Real-time diffusion video editing has been the obvious next thing for a while, with the obvious obstacle being that diffusion is slow and editing video adds the extra constraint that the bits you did not ask to change need to actually stay put. A new arXiv preprint called LiveEdit, posted on 25 June by Xinyu Wang and collaborators, claims to push streaming video editing to 12.66 FPS, which the authors frame as fast enough for interactive and augmented reality applications.
The approach is a three-stage distillation pipeline. The authors take a powerful bidirectional foundation model, the kind that can see the whole clip when it edits, and progressively compress its capability into an efficient unidirectional streaming editor that processes video frame by frame as it arrives. To squeeze runtime further they introduce what they call an AR-oriented mask cache that reuses region-related computation across frames, so the system is not redoing work on regions the user did not ask to change. The paper also ships a dedicated benchmark for streaming video editing and reports state-of-the-art visual quality on it against streaming baselines.
Why this matters if you are not training video models: streaming edits unlock a different set of products from clip-at-a-time editing. Live virtual-production touch-ups, in-headset AR effects that adapt to what the camera sees, and edit-while-recording creator tools all want the same shape of capability the authors are describing. Two of the named problems the paper opens with, stable backgrounds and non-edited regions over time, are exactly the things that have made earlier real-time attempts feel unusable.
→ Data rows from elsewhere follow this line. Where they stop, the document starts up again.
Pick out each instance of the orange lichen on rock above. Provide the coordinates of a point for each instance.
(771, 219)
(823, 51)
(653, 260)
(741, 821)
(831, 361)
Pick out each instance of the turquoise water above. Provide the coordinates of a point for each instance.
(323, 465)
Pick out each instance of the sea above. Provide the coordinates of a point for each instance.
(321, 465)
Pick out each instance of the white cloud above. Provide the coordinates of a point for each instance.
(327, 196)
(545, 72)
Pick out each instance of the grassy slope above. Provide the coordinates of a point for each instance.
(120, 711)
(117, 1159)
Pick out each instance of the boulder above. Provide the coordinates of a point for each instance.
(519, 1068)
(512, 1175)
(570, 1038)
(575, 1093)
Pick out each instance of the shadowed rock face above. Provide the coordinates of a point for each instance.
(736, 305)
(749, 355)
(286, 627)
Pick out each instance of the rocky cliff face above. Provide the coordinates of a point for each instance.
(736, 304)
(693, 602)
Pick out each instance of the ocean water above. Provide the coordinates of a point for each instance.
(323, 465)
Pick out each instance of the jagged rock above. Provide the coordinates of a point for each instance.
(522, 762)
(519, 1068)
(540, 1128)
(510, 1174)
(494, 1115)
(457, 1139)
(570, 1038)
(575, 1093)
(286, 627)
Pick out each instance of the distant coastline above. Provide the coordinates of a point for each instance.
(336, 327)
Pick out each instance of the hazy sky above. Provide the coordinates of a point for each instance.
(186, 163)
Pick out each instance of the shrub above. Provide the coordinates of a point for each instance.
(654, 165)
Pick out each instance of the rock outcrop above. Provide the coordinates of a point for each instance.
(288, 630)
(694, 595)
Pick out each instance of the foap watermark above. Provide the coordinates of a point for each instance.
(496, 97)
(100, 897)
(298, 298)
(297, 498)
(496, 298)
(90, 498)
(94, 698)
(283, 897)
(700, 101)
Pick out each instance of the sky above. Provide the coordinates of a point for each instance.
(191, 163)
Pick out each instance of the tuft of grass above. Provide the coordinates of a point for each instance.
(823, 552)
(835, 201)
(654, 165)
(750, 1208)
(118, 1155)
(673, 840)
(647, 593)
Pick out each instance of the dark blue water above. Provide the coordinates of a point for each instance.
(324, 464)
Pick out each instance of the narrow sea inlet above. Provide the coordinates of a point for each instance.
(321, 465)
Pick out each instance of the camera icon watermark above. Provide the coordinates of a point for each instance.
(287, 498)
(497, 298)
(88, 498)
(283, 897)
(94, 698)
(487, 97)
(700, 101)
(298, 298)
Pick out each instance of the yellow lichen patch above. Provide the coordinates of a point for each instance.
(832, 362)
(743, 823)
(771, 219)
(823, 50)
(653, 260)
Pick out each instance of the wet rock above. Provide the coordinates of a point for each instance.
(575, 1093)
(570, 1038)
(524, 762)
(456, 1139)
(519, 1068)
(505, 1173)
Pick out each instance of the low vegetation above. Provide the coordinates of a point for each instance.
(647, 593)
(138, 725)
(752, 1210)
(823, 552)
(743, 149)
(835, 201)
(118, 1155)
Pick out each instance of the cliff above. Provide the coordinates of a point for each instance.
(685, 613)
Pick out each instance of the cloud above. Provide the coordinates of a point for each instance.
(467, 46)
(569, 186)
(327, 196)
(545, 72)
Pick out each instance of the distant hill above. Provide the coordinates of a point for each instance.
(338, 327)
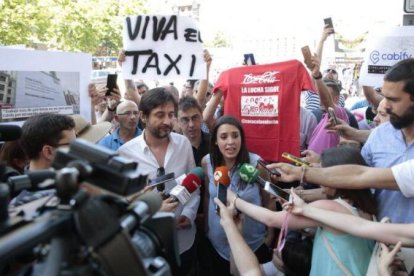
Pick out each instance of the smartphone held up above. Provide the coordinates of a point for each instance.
(307, 55)
(111, 83)
(329, 24)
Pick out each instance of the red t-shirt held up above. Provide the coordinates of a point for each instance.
(266, 99)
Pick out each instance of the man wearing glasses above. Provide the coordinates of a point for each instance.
(158, 147)
(42, 135)
(127, 116)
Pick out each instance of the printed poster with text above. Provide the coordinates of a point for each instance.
(385, 47)
(162, 48)
(35, 82)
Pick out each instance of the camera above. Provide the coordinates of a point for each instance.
(76, 233)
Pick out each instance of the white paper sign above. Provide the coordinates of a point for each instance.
(384, 49)
(34, 82)
(162, 47)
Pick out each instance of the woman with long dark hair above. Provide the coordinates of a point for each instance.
(228, 148)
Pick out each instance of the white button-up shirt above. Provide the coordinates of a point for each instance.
(179, 159)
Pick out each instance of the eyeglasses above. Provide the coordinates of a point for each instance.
(330, 71)
(129, 113)
(186, 120)
(61, 145)
(160, 171)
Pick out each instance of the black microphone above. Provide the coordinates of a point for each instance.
(9, 132)
(250, 174)
(222, 181)
(160, 172)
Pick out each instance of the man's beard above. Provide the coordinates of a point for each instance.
(403, 121)
(160, 133)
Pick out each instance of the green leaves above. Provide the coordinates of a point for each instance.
(93, 26)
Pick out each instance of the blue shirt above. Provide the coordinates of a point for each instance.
(253, 232)
(384, 148)
(114, 141)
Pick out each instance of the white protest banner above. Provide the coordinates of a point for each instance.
(162, 47)
(34, 82)
(384, 49)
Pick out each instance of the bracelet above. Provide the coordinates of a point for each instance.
(111, 109)
(234, 203)
(318, 77)
(302, 177)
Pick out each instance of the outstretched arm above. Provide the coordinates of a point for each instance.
(342, 176)
(246, 261)
(203, 86)
(208, 113)
(383, 232)
(267, 217)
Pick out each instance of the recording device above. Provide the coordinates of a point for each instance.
(264, 164)
(108, 170)
(250, 174)
(161, 187)
(295, 159)
(183, 192)
(9, 132)
(332, 115)
(328, 21)
(249, 59)
(83, 234)
(307, 55)
(222, 181)
(161, 180)
(111, 83)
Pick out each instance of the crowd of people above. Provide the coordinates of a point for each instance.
(361, 171)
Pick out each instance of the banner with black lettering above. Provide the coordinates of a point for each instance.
(35, 82)
(385, 47)
(162, 47)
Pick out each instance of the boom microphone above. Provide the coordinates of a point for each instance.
(142, 209)
(183, 192)
(222, 180)
(9, 132)
(250, 174)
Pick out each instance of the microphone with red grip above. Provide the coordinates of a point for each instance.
(183, 191)
(222, 181)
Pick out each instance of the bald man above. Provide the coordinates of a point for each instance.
(127, 115)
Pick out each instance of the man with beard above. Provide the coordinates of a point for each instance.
(127, 116)
(159, 149)
(392, 142)
(190, 119)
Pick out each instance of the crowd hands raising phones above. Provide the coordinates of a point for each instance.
(331, 221)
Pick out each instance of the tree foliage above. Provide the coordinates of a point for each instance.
(93, 26)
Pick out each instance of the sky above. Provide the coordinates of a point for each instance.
(297, 17)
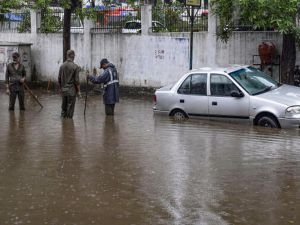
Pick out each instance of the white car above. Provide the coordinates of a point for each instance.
(239, 92)
(135, 27)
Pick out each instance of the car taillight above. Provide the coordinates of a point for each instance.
(154, 99)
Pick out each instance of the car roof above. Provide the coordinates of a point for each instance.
(227, 69)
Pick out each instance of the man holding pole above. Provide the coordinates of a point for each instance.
(111, 85)
(68, 80)
(14, 79)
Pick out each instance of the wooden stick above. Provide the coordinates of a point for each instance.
(30, 92)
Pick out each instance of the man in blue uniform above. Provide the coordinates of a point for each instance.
(111, 85)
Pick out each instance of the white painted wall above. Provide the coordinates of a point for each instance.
(142, 60)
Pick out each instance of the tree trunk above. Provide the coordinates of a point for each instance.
(288, 58)
(66, 32)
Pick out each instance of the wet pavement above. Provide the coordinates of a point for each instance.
(140, 169)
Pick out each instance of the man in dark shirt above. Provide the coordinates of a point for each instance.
(14, 79)
(68, 80)
(110, 80)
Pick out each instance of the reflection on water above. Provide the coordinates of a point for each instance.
(136, 168)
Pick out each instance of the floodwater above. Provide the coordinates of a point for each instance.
(141, 169)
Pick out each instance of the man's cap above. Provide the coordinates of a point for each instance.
(103, 61)
(15, 55)
(70, 53)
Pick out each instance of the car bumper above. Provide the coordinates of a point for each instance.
(157, 111)
(289, 123)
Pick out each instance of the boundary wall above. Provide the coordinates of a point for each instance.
(146, 59)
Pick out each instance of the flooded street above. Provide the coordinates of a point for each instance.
(139, 169)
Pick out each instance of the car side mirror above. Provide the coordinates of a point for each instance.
(236, 94)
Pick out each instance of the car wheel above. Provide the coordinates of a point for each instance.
(267, 121)
(178, 115)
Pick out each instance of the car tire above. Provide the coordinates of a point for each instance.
(179, 114)
(268, 121)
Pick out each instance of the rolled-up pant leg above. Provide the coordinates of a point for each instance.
(21, 97)
(12, 100)
(71, 106)
(68, 106)
(109, 109)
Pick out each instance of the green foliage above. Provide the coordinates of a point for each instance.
(279, 15)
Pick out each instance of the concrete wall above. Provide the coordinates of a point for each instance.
(143, 60)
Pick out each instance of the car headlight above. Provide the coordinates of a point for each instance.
(293, 110)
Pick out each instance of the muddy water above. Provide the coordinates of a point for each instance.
(137, 169)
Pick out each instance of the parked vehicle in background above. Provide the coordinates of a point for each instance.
(233, 93)
(135, 27)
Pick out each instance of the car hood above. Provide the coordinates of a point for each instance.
(166, 88)
(286, 94)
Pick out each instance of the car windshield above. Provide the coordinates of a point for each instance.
(253, 80)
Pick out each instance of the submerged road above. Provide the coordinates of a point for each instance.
(139, 169)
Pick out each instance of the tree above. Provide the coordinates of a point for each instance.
(280, 15)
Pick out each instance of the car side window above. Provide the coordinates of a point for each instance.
(185, 86)
(194, 84)
(220, 85)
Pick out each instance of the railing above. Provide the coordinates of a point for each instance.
(15, 22)
(52, 22)
(177, 19)
(112, 20)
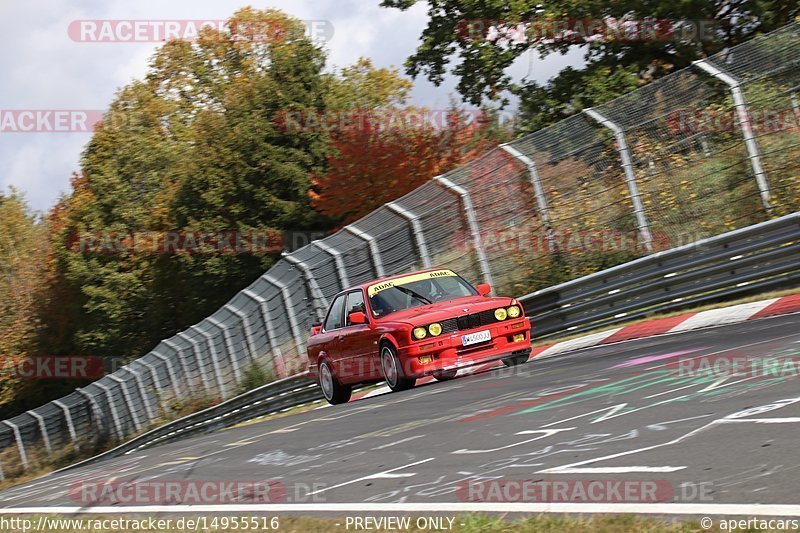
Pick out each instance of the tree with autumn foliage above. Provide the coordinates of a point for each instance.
(383, 149)
(23, 253)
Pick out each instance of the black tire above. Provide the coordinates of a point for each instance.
(393, 370)
(445, 375)
(333, 391)
(516, 360)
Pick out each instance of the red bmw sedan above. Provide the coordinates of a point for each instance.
(401, 328)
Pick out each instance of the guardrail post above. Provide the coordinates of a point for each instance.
(416, 227)
(138, 378)
(337, 257)
(248, 334)
(214, 359)
(472, 222)
(195, 347)
(320, 303)
(630, 176)
(373, 248)
(97, 414)
(70, 424)
(156, 382)
(113, 409)
(287, 303)
(43, 430)
(229, 345)
(745, 124)
(170, 370)
(538, 191)
(126, 398)
(277, 356)
(20, 445)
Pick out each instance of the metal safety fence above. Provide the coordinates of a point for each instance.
(703, 151)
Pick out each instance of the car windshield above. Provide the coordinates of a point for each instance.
(417, 290)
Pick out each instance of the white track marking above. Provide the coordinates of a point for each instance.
(382, 446)
(732, 418)
(385, 474)
(726, 315)
(619, 469)
(543, 433)
(693, 509)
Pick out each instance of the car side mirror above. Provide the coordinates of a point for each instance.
(357, 317)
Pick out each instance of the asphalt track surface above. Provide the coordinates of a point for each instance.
(615, 412)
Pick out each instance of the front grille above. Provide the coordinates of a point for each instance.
(476, 320)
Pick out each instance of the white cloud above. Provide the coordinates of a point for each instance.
(42, 68)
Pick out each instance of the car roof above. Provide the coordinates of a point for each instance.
(404, 274)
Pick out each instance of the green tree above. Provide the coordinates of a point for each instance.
(457, 33)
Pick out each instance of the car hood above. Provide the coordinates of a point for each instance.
(435, 312)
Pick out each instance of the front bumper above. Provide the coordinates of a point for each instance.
(448, 352)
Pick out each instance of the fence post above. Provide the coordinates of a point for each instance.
(248, 335)
(182, 360)
(20, 446)
(43, 430)
(126, 398)
(201, 369)
(170, 371)
(277, 357)
(287, 303)
(630, 176)
(113, 409)
(337, 257)
(138, 378)
(156, 382)
(472, 222)
(229, 345)
(538, 191)
(70, 424)
(320, 303)
(745, 124)
(214, 359)
(96, 412)
(373, 248)
(416, 227)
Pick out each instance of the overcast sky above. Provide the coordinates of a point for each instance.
(44, 69)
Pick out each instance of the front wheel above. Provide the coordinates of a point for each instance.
(393, 370)
(445, 375)
(333, 391)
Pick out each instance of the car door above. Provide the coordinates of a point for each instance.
(328, 338)
(358, 344)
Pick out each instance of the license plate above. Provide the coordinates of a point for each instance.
(475, 338)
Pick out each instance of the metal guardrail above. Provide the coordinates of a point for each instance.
(268, 399)
(760, 257)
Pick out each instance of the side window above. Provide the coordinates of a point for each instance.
(334, 318)
(355, 302)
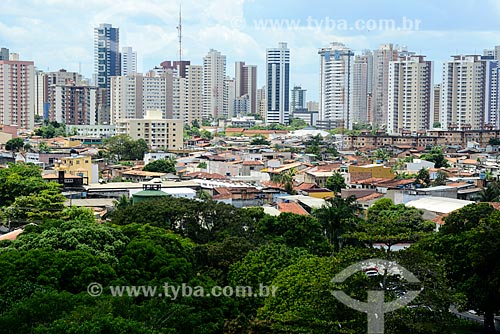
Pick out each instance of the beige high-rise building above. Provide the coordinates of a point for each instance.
(336, 86)
(261, 102)
(467, 99)
(188, 95)
(360, 87)
(245, 81)
(437, 103)
(133, 94)
(156, 131)
(382, 57)
(17, 93)
(214, 74)
(410, 103)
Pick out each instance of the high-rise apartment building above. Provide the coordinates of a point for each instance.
(437, 104)
(133, 95)
(261, 102)
(128, 61)
(107, 64)
(410, 104)
(382, 57)
(298, 99)
(214, 74)
(245, 77)
(336, 85)
(278, 84)
(469, 97)
(63, 77)
(72, 104)
(229, 97)
(106, 54)
(155, 130)
(188, 97)
(17, 93)
(361, 85)
(4, 54)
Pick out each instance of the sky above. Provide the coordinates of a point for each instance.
(58, 34)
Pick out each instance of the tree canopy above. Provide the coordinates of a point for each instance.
(122, 147)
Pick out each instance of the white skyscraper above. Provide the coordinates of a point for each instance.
(336, 86)
(361, 83)
(410, 103)
(379, 83)
(188, 95)
(133, 95)
(469, 93)
(214, 74)
(129, 61)
(229, 97)
(17, 93)
(245, 80)
(278, 84)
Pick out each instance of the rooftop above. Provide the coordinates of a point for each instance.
(439, 204)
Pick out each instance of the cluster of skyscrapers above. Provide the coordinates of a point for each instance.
(390, 88)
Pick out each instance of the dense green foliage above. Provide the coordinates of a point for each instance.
(336, 182)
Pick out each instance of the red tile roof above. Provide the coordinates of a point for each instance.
(292, 207)
(208, 176)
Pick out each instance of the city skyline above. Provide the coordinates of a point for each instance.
(58, 33)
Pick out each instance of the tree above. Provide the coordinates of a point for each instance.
(390, 224)
(338, 217)
(36, 208)
(295, 231)
(423, 178)
(195, 124)
(14, 144)
(436, 155)
(336, 182)
(21, 179)
(469, 244)
(259, 140)
(161, 166)
(286, 179)
(381, 154)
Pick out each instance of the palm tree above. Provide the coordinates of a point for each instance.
(381, 154)
(338, 217)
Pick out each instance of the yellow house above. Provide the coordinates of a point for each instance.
(77, 165)
(372, 171)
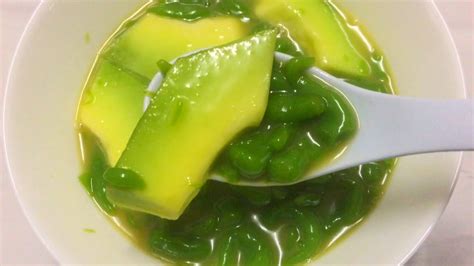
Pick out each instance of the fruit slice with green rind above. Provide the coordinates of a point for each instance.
(113, 100)
(153, 37)
(112, 106)
(320, 30)
(206, 99)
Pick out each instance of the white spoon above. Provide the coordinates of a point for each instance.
(413, 126)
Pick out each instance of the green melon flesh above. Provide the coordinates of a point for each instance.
(204, 102)
(321, 31)
(152, 38)
(118, 88)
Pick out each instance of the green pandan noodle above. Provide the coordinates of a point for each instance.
(303, 124)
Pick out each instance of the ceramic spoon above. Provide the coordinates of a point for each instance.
(414, 126)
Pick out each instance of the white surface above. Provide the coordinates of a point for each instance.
(451, 241)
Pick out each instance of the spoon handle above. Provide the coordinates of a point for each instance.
(393, 126)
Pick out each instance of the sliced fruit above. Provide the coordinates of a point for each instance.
(206, 99)
(118, 93)
(112, 106)
(320, 30)
(153, 37)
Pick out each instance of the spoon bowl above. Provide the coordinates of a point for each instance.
(415, 126)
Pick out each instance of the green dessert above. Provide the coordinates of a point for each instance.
(251, 118)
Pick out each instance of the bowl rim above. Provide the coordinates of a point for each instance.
(43, 238)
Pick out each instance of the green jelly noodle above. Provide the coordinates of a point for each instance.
(306, 124)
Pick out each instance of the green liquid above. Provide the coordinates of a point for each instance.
(229, 225)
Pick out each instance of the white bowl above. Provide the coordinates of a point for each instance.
(50, 68)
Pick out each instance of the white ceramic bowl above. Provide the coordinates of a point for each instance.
(52, 63)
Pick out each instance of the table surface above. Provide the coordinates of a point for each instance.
(450, 243)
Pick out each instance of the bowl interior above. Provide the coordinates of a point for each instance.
(52, 64)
The honest caveats are the ones the abstract does not address. 12.66 FPS is below the smoothness threshold most viewers associate with live video, the comparison baselines are unnamed in the abstract, and the benchmark is the authors' own, so external replication is still open. What the write-up also does not give you is the hardware the number was measured on, the resolution, or how the system holds up across the long clips its content-preservation pitch is built around.
Still, the direction is the part to watch. If frame-by-frame streaming edits are now possible at all without melting the visuals, the rest of the stack, better teacher models, lighter caches, smarter region tracking, has a clear path.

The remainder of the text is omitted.